Thanks for posting it dmh. I got a kick out of it. But then, I'm easily amused.


----------



## dmh (Sep 18, 2010)

Chaincarver Steve said:


> but when Polk Theater shows it you can drive by and see people dressed like freaks standing around on the sidewalk with bated breath. I think it's one of those "had to have been there" things.


Yea, probably why I've never been.:blink: But I figure why not check it out at least once. I"ll let you know when we go. You bring the toast.:laughing:

BTW, just so there's no confusion. That's not my video.

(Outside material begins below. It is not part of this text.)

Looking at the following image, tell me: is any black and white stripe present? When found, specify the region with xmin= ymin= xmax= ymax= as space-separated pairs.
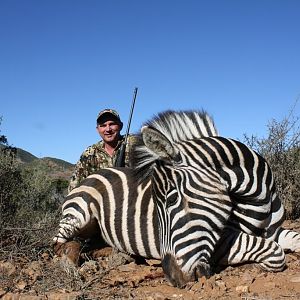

It's belongs to Steve Ramsey from Woodworking for Mere Mortals. If you've never heard of him, check him out. He has a unique way of looking at woodworking.


----------



## Kenbo (Sep 16, 2008)

We used to go down to the old Roxy theatre many many years ago and see the Rocky Horror Picture show on Saturday nights. Bring your toast and your newspaper and your spray bottles. It was good fun back then. Either way, love the skeleton hand. Thanks for posting the video.


----------



## Chaincarver Steve (Jul 30, 2011)

I'd kind of like to see the movie in my own home at some point in life. I'd probably feel out of place if I went and saw it in person. You know, the only person not dressed up and who doesn't know the script word for word. Who knows, I may like it. 

Or maybe i'll just stick to Jesus Christ Superstar and The Nightmare Before Christmas. Now those are musicals I may never tire of.


----------



## johnnie52 (Feb 16, 2009)

I've not been since it became a freak show. I did see it when it was actually being played seriously. Its a little different from most vampire movies. :0 You used to be able to rent it from Block Buster, so its still out there somewhere.


----------